ARTICLE AD BOX
There is a leadership conversation unfolding across Nigeria’s corporate and institutional arenas, and the voice of Stephanie Oforka is increasingly central to it.
As Minister of Commerce at Loveworld Nation, Oforka has spent recent years developing a body of thought and evidence around what she calls the stewardship model of leadership. The framework challenges entrenched assumptions about effective executive leadership, resonating because it is grounded in practical experience and clear values.
What Stewardship Means in Oforka’s Framework
Traditionally, leadership is viewed largely in terms of authority: who holds it, how it is exercised, and the outcomes it produces. Oforka’s stewardship model starts from a different premise. For her, leadership is first and foremost about responsibility—the duty of managing assets, relationships, and opportunities that ultimately do not belong to the leader.
This perspective shifts how decisions are made, how partnerships are structured, and how success is measured. A steward leader asks not only “What can I achieve?” but also “What am I accountable for, and to whom?”

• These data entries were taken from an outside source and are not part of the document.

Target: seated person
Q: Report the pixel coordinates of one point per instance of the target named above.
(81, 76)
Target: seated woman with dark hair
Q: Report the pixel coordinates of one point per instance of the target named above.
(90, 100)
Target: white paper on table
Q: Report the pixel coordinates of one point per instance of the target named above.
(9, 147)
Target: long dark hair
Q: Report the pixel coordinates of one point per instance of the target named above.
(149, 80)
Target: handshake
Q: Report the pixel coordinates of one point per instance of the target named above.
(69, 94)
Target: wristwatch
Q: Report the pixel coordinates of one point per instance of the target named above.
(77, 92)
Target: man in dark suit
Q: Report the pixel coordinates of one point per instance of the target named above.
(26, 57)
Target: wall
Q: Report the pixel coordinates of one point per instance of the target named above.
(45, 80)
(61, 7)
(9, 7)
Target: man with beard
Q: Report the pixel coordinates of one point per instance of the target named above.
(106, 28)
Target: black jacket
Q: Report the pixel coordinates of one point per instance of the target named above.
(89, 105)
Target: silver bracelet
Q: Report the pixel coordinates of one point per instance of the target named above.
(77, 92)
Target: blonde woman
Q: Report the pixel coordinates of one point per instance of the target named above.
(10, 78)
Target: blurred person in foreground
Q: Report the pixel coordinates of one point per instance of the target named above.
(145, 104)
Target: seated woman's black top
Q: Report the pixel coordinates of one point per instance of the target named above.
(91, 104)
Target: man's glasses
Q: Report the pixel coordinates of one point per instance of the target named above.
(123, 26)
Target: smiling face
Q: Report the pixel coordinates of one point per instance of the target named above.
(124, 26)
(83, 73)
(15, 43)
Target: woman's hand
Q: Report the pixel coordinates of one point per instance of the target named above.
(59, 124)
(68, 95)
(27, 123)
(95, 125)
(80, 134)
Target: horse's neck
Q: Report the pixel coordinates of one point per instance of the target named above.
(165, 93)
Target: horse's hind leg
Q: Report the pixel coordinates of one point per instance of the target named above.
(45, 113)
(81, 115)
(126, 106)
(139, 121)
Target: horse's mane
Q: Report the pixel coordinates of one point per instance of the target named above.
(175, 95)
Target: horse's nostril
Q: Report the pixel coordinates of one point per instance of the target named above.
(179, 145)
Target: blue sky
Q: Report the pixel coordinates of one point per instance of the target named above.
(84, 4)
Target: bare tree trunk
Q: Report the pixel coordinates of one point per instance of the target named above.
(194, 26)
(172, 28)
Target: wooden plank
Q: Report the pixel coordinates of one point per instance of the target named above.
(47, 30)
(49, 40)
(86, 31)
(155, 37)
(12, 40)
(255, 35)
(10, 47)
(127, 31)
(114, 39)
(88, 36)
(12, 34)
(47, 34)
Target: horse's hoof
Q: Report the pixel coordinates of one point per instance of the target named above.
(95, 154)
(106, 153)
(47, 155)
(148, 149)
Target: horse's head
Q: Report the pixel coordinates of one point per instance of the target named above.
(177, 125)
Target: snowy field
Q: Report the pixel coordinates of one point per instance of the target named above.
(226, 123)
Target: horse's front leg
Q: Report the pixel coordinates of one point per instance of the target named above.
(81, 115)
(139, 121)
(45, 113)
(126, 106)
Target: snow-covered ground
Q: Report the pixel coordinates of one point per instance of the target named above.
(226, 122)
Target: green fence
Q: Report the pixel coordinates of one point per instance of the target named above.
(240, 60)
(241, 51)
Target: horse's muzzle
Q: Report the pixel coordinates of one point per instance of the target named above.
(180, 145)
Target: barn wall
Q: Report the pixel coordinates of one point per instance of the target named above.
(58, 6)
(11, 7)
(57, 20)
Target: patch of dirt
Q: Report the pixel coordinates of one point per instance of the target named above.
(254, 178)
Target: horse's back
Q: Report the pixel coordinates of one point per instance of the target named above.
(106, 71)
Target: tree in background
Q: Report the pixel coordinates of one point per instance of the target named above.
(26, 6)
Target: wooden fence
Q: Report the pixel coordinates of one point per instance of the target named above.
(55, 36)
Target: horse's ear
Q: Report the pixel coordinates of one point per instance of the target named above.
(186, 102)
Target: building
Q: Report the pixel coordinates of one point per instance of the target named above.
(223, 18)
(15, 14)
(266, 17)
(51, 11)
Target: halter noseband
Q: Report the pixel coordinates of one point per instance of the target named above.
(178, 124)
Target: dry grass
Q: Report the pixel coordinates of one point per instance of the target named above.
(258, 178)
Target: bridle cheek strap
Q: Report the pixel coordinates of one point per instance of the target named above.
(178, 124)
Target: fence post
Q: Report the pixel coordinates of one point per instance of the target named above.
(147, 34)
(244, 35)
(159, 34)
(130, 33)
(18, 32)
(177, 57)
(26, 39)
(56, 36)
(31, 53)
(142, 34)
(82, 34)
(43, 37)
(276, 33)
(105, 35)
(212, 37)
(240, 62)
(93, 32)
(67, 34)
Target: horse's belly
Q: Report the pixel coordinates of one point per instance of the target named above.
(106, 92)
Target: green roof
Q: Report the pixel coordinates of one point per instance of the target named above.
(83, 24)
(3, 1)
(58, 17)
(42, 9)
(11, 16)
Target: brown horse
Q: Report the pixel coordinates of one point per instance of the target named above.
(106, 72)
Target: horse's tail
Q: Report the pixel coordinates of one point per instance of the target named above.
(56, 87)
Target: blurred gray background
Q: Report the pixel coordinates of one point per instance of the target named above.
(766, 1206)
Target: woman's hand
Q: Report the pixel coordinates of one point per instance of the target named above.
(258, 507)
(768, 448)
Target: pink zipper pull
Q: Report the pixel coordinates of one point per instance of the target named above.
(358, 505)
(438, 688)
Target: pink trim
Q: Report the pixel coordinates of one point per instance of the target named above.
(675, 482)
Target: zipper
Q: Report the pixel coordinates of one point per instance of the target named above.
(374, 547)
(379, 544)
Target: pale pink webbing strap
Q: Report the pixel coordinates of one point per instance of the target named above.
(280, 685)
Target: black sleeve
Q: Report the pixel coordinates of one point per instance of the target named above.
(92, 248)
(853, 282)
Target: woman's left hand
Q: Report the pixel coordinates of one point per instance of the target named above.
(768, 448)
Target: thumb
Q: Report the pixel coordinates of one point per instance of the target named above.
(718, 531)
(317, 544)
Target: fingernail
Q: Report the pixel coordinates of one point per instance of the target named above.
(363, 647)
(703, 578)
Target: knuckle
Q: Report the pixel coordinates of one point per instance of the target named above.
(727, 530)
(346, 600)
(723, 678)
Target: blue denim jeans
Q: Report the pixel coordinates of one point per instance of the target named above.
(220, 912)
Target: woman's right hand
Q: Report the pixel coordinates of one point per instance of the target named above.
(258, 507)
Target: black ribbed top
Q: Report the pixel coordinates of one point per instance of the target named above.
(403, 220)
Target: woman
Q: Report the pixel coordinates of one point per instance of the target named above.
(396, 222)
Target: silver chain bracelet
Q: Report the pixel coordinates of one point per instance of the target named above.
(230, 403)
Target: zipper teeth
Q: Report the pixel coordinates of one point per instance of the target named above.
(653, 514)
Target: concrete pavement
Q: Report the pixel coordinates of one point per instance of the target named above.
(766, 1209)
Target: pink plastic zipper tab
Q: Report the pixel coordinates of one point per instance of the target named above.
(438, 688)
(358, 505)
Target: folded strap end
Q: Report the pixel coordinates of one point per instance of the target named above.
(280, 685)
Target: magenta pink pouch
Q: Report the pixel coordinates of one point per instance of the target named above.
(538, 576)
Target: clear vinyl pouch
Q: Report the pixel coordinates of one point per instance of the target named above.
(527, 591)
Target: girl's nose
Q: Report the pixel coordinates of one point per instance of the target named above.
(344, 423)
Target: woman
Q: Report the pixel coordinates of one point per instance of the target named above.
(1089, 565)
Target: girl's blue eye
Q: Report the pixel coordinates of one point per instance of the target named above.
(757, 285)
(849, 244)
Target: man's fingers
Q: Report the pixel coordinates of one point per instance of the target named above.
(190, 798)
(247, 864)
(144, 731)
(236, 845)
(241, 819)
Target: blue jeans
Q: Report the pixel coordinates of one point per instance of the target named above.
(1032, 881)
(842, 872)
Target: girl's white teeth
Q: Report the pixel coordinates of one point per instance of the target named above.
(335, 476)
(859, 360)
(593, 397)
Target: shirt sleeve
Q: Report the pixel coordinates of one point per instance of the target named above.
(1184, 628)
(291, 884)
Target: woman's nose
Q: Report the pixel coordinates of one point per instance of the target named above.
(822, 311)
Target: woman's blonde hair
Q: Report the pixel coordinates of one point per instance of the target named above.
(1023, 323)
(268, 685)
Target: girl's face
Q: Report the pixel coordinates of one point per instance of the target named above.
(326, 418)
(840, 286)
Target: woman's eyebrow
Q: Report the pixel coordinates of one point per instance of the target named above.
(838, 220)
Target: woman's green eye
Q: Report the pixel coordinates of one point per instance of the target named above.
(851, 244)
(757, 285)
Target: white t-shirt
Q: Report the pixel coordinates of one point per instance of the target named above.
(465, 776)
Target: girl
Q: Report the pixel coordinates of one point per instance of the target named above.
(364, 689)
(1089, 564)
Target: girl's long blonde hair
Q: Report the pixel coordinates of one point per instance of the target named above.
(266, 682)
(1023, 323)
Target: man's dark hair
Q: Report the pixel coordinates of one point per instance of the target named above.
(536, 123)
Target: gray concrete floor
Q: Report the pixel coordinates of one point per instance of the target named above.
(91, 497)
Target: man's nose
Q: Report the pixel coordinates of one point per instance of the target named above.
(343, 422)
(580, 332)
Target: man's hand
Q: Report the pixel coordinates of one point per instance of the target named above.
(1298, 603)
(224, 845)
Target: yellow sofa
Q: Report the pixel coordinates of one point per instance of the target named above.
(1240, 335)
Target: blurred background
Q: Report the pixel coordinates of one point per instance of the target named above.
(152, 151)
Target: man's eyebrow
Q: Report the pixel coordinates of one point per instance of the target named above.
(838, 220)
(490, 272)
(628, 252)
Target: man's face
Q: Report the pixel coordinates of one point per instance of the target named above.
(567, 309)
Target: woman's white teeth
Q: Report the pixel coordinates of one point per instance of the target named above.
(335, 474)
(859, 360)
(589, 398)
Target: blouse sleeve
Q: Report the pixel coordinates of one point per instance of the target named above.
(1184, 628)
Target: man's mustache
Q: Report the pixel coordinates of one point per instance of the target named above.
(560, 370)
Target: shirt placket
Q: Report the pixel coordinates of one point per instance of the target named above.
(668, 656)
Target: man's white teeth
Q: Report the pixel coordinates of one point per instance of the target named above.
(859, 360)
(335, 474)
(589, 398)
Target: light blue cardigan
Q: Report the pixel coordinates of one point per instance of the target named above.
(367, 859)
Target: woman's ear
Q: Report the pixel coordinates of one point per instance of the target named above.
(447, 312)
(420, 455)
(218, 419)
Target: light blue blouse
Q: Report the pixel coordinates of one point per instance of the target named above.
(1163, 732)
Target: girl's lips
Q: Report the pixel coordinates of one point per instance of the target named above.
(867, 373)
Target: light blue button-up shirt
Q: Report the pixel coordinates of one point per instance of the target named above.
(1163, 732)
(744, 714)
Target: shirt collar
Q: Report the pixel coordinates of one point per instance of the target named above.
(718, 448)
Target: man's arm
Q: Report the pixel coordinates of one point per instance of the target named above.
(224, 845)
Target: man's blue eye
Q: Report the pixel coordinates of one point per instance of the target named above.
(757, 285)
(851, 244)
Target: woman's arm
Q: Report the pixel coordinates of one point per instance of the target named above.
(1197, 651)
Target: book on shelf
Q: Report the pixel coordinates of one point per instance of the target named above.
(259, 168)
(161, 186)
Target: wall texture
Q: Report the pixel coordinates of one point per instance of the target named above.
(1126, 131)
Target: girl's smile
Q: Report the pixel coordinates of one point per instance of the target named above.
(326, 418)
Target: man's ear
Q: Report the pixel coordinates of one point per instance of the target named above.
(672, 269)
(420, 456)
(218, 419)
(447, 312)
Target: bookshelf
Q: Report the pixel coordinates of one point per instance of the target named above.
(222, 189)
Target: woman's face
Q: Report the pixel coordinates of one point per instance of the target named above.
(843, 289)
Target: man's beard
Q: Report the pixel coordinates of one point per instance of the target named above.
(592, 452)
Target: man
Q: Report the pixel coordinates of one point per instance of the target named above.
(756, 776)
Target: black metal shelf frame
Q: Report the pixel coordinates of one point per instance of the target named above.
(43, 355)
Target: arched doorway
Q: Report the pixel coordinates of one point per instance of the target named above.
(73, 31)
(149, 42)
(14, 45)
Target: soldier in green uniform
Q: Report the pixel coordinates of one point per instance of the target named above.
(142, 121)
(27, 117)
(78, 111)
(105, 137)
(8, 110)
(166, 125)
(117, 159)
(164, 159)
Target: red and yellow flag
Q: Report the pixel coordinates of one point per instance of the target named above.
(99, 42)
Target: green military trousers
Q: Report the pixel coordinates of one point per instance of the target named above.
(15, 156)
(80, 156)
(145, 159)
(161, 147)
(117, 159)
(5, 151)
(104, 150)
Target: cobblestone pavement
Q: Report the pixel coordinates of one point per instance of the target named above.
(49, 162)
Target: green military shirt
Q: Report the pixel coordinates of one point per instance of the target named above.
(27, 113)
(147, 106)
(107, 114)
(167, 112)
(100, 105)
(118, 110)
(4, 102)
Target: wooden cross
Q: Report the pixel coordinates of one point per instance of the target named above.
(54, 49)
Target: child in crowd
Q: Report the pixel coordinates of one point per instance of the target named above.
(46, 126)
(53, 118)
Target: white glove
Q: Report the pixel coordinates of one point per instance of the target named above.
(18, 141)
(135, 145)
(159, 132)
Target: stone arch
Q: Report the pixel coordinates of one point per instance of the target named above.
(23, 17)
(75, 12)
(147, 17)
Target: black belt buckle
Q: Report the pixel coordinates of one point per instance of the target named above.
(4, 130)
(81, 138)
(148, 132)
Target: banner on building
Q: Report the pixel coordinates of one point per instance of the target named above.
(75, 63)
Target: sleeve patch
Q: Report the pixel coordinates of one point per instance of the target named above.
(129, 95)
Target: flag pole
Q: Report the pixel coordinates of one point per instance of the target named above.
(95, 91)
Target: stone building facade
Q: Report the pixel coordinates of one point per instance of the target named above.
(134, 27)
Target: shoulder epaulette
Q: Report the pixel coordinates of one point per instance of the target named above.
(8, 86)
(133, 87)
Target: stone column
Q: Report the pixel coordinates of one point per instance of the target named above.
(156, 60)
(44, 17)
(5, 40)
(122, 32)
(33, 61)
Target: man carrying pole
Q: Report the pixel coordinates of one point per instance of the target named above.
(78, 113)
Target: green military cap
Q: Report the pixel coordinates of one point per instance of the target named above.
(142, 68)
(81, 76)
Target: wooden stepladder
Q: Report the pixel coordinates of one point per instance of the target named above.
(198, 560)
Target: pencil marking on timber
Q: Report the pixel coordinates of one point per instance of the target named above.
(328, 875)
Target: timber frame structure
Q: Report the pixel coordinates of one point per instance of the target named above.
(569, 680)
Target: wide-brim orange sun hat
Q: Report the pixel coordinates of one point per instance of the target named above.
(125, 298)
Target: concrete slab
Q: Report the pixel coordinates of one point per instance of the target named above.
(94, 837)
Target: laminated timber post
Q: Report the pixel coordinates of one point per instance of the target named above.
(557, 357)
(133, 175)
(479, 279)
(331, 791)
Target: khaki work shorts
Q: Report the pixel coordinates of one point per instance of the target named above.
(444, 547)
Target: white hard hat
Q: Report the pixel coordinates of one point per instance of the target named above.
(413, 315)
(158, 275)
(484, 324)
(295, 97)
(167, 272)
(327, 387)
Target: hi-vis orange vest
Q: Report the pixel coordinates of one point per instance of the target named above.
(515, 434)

In Oforka’s case, the answer is comprehensive. As Minister of Commerce, she is accountable to Loveworld Nation’s global mission, to its partners and stakeholders, to the communities affected by its economic activities, and to the broader Nigerian business environment in which those activities occur.
Stewardship in Practice: The LTIF Example
The most recent clear demonstration of Oforka’s stewardship philosophy was the Loveworld Trade and Investment Forum—LTIF 2025—convened in November 2025 at the Balmoral Convention Centre in Lagos.
The forum was designed with stewardship at its core. It was not created primarily to generate publicity for Loveworld or to showcase institutional scale; it was built to create value—for partners, for investors, for the Nigerian economy, and for the global communities served by Loveworld’s network.
In her address, Oforka made this explicit. She framed the ministry’s work in terms of accountability and impact: every partnership entered, every trade agreement explored, and every investment facilitated would be evaluated not only against financial returns but also against the depth of transformation it produced.
Why This Model Matters for Nigeria
Nigeria’s recent economic history has seen both spectacular corporate success and high‑profile institutional failure. Many failures can be traced to leadership cultures in which short‑term gain, personal accumulation, or organisational self‑preservation override broader responsibilities.
Oforka’s stewardship model offers an alternative—neither naive nor anti‑commercial. It does not ask leaders to sacrifice performance for principle; instead, it argues that principled leadership is the foundation of durable performance.
For a generation of Nigerian executives navigating increasingly complex stakeholder environments—balancing regulatory demands, community expectations, employee welfare, and investor returns—this framework is both timely and practical.
Oforka is not merely articulating a philosophy; she is enacting it in a high‑stakes institutional context with measurable results. That makes her leadership worth studying—not as a devotional exercise, but as a rigorous model for the kind of executive leadership Nigeria needs most.